It’s fair to say we will all remember where we were when Storm Ophelia hit. For me it was a busy day reporting from the office here in Mayo until we called it a day due to the risks posed by getting home.
At 12 I returned to my home farm in Longford to find the place in lockdown. My mother’s creche was closed, the farm yard secured and the family getting ready for another Oiche na Gaoithe Moire.
I was reminded of the night of the big wind of 1839 as I reported on the news from the safety of the house. Rural Ireland was not prepared for that great storm two centuries ago but we were as ready as we could be for this one.
The night of the big wind claimed between 300 and 800 lives nationwide we escaped with 3 deaths. It’s a salve that not more people were killed but is a tragedy that any died at all.
Storm Ophelia has passed and the once in a generation storm while devastating to many parts of the country was not as bad as we thought. But it did raise many questions. Are we going to see more storms like this as a result of a changing climate or is this a once off? Well Storm Brian currently heading our way seems to prove the first theory mute. We are now living in the great climate change age. Freak weather has become the norm.

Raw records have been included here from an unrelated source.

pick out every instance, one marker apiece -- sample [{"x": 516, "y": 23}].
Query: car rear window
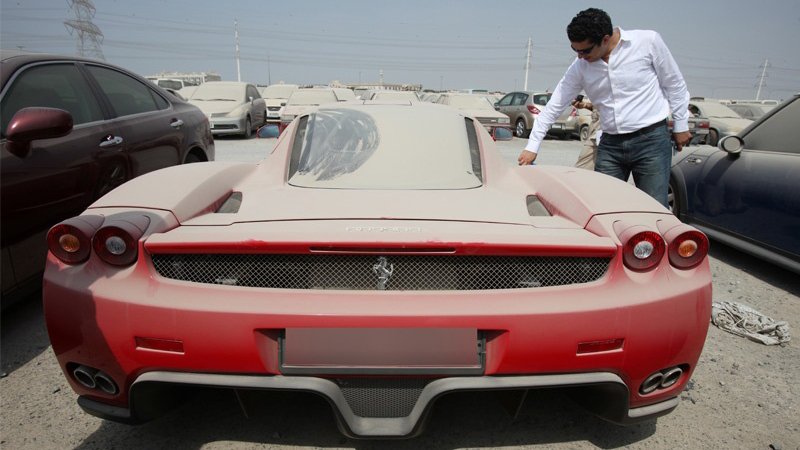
[{"x": 383, "y": 147}]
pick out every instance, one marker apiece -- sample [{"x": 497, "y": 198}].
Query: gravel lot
[{"x": 743, "y": 394}]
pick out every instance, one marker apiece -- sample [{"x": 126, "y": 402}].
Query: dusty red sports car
[{"x": 381, "y": 256}]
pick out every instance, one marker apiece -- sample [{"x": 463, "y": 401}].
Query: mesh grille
[
  {"x": 382, "y": 397},
  {"x": 370, "y": 272}
]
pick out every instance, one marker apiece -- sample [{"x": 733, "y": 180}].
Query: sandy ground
[{"x": 743, "y": 395}]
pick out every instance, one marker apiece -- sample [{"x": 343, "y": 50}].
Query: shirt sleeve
[
  {"x": 566, "y": 90},
  {"x": 672, "y": 84}
]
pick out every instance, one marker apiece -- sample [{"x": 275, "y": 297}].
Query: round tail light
[
  {"x": 688, "y": 249},
  {"x": 643, "y": 250},
  {"x": 117, "y": 243},
  {"x": 70, "y": 240}
]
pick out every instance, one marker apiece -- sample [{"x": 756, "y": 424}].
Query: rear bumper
[{"x": 354, "y": 425}]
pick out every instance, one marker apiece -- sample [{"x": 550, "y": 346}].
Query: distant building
[{"x": 188, "y": 78}]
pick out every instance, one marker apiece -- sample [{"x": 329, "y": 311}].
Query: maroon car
[{"x": 72, "y": 130}]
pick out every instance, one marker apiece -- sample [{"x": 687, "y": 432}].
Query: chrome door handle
[{"x": 111, "y": 141}]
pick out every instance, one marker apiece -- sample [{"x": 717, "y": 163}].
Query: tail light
[
  {"x": 687, "y": 247},
  {"x": 642, "y": 248},
  {"x": 70, "y": 240},
  {"x": 117, "y": 242}
]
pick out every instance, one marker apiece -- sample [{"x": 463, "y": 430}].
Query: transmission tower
[
  {"x": 761, "y": 82},
  {"x": 89, "y": 36}
]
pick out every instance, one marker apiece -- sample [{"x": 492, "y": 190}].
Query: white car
[
  {"x": 232, "y": 107},
  {"x": 303, "y": 99},
  {"x": 275, "y": 96},
  {"x": 476, "y": 105}
]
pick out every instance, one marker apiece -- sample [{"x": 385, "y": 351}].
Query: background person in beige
[{"x": 589, "y": 153}]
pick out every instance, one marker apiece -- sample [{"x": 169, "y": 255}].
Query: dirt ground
[{"x": 743, "y": 395}]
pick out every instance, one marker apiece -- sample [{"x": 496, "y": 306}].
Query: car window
[
  {"x": 541, "y": 99},
  {"x": 126, "y": 94},
  {"x": 379, "y": 149},
  {"x": 505, "y": 101},
  {"x": 779, "y": 132},
  {"x": 55, "y": 86}
]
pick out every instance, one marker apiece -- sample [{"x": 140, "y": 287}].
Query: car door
[
  {"x": 755, "y": 195},
  {"x": 57, "y": 177},
  {"x": 145, "y": 128}
]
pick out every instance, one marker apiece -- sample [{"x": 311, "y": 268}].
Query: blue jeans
[{"x": 647, "y": 156}]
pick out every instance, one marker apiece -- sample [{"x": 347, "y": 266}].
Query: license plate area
[{"x": 382, "y": 351}]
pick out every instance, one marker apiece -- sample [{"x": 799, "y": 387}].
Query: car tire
[
  {"x": 584, "y": 133},
  {"x": 713, "y": 137},
  {"x": 520, "y": 130},
  {"x": 248, "y": 128}
]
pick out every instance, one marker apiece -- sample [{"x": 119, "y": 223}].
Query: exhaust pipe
[
  {"x": 651, "y": 383},
  {"x": 105, "y": 383},
  {"x": 85, "y": 376},
  {"x": 671, "y": 377}
]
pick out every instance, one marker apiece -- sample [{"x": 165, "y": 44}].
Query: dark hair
[{"x": 592, "y": 24}]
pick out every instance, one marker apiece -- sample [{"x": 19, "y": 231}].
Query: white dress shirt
[{"x": 639, "y": 86}]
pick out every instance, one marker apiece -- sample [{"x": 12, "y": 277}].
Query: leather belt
[{"x": 640, "y": 131}]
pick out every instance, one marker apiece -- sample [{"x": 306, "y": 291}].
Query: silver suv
[{"x": 523, "y": 107}]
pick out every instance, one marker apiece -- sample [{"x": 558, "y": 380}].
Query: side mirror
[
  {"x": 34, "y": 123},
  {"x": 268, "y": 131},
  {"x": 731, "y": 144},
  {"x": 502, "y": 134}
]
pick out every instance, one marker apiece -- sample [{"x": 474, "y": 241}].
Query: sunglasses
[{"x": 583, "y": 51}]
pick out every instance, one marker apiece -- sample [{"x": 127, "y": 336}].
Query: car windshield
[
  {"x": 380, "y": 147},
  {"x": 278, "y": 91},
  {"x": 311, "y": 97},
  {"x": 469, "y": 102},
  {"x": 219, "y": 92},
  {"x": 712, "y": 109},
  {"x": 396, "y": 95}
]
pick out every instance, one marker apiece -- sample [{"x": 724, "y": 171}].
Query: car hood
[{"x": 209, "y": 107}]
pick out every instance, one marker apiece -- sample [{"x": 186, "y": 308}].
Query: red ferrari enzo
[{"x": 381, "y": 256}]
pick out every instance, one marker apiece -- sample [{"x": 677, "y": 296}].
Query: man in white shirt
[{"x": 634, "y": 83}]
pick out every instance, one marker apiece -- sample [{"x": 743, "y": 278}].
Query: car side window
[
  {"x": 779, "y": 133},
  {"x": 505, "y": 101},
  {"x": 59, "y": 86},
  {"x": 126, "y": 94}
]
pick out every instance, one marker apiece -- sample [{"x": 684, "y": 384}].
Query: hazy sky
[{"x": 721, "y": 45}]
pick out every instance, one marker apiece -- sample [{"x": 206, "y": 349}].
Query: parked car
[
  {"x": 344, "y": 94},
  {"x": 746, "y": 193},
  {"x": 749, "y": 110},
  {"x": 523, "y": 108},
  {"x": 698, "y": 126},
  {"x": 477, "y": 106},
  {"x": 275, "y": 96},
  {"x": 397, "y": 226},
  {"x": 303, "y": 99},
  {"x": 723, "y": 121},
  {"x": 233, "y": 107},
  {"x": 71, "y": 130},
  {"x": 386, "y": 95}
]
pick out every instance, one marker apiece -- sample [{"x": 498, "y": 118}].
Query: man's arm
[
  {"x": 674, "y": 87},
  {"x": 562, "y": 97}
]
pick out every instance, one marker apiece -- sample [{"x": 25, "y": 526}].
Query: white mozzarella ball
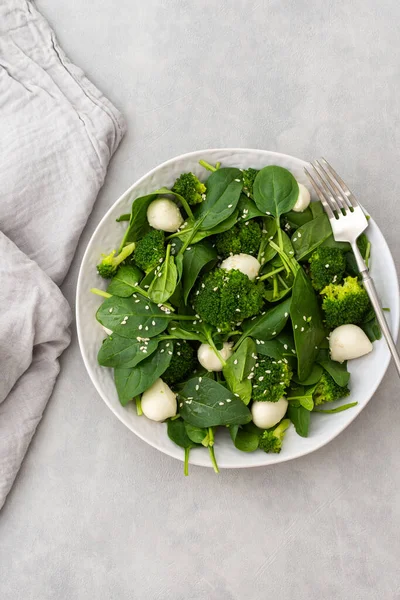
[
  {"x": 303, "y": 200},
  {"x": 163, "y": 214},
  {"x": 268, "y": 414},
  {"x": 245, "y": 263},
  {"x": 209, "y": 360},
  {"x": 347, "y": 342},
  {"x": 159, "y": 401}
]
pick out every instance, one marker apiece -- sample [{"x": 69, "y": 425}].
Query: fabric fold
[{"x": 57, "y": 136}]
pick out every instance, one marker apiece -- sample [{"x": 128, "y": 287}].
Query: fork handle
[{"x": 373, "y": 296}]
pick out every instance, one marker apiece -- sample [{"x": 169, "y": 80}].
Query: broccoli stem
[
  {"x": 185, "y": 206},
  {"x": 138, "y": 406},
  {"x": 275, "y": 284},
  {"x": 283, "y": 282},
  {"x": 271, "y": 273},
  {"x": 213, "y": 459},
  {"x": 287, "y": 261},
  {"x": 100, "y": 293},
  {"x": 213, "y": 346},
  {"x": 367, "y": 253},
  {"x": 186, "y": 463},
  {"x": 209, "y": 167}
]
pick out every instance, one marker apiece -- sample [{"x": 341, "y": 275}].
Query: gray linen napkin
[{"x": 57, "y": 135}]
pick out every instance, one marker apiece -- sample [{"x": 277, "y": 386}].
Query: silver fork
[{"x": 348, "y": 221}]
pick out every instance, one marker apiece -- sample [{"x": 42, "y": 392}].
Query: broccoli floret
[
  {"x": 249, "y": 176},
  {"x": 222, "y": 298},
  {"x": 243, "y": 237},
  {"x": 270, "y": 379},
  {"x": 271, "y": 439},
  {"x": 327, "y": 265},
  {"x": 150, "y": 250},
  {"x": 346, "y": 303},
  {"x": 328, "y": 390},
  {"x": 183, "y": 362},
  {"x": 188, "y": 186},
  {"x": 109, "y": 265}
]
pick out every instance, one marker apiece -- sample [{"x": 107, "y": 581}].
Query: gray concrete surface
[{"x": 95, "y": 512}]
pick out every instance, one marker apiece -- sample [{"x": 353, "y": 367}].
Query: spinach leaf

A few weeks ago we had the Donegal floods, 2016 saw the tillage crisis a direct result of severe weather and the floods of 2015 saw large parts of the west wiped out.
Change in the air
Talking to a well-known farm lobby representative yesterday we remarked that any farmer could now agree that climate change is real and that we need to brace ourselves for more unpredictable weather.
But what as farmers can we do to halt this seeming ceaseless onslaught? Well it would seem that the current capitalist model of building up stock numbers isn’t going to work. We need as one of the main emissions producers in the country to begin to think long term.
It might sound crazy but we could see a situation in the not too distant future with farmers being paid to reduce stock numbers in an effort to do our part.
It sounds mad but then we live in strange times. How would such a model work? Well it might not be so hard as we think. In one scenario we could actually see beef prices rise due to a smaller supply. And maybe just maybe it might allow us to really push our products as quality. We are no Brazil or Canada we have better agricultural output and maybe with smaller numbers we might be forced to articulate to the market that smaller is better and consumers need to pay for quality.
Of course everyone has to buy into this vision; consumers, factories and of course supermarkets who are the drug dealers of the farm world. The people who have fed cheap meat on the market and forced us into hard positions.
My father is a typical rural Irish man but something changed with him in the last few weeks, he has begun to ask me about organic farming and might it be the way forward for the medium sized farmer. Perhaps it might be? We will have to farm the grants in order to make it work but it might just be the next step for the normal farmer.
Storm Ophelia has got us all thinking. Perhaps change is in the air. We will just have to wait and see. I think every farmer can now agree we live as the old Chinese saying goes, in interesting times.